Métro 2033 de Dmitry Glukhovsky, n’est pas juste un roman post-apocalyptique, c’est pour moi une ambiance. Dès les premières pages, j'ai l’impression d’être enfermé avec les personnages, dans ces tunnels sombres où chaque pas résonne et où la lumière vacille.

À la surface, Moscou est détruite, irradiée, méconnaissable. Elle n’existe plus vraiment. Ce qu’il reste de l’humanité vit entassé dans le métro. Chaque station est comme une micro-nation avec son idéologie, ses peurs, ses règles.

Le héros, Artyom, est un jeune homme ordinaire. Pas un soldat, pas un génie. Il veut juste bien faire. Il a grandi dans cette obscurité et doit accomplir une mission quasi impossible à travers les tunnels infestés de créatures et de mystères.

En le suivant, je ressent sa fatigue, sa peur, sa curiosité.
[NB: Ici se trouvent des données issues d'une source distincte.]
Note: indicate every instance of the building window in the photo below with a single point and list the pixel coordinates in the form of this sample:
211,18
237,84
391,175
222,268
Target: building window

Parfois j'ai envie de lui dire stop, de rentrer chez lui, mais je suis en même temps curieux de connaître la fin.

Ce livre est saisissant par son atmosphère : le bruit des gouttes d’eau, les murmures dans l’obscurité, la paranoïa constante. J'ai toujours l’impression qu’il y a une menace derrière moi.

Et puis, il y a cette mélancolie. Celle d'un monde qui s’est effondré, et des gens qui essaient encore de garder un sens à leur vie.

En refermant Métro 2033, je me sens sale, fatigué, mais surtout hanté. Comme si j’étais moi-même sorti du métro après un très long voyage dans les ténèbres.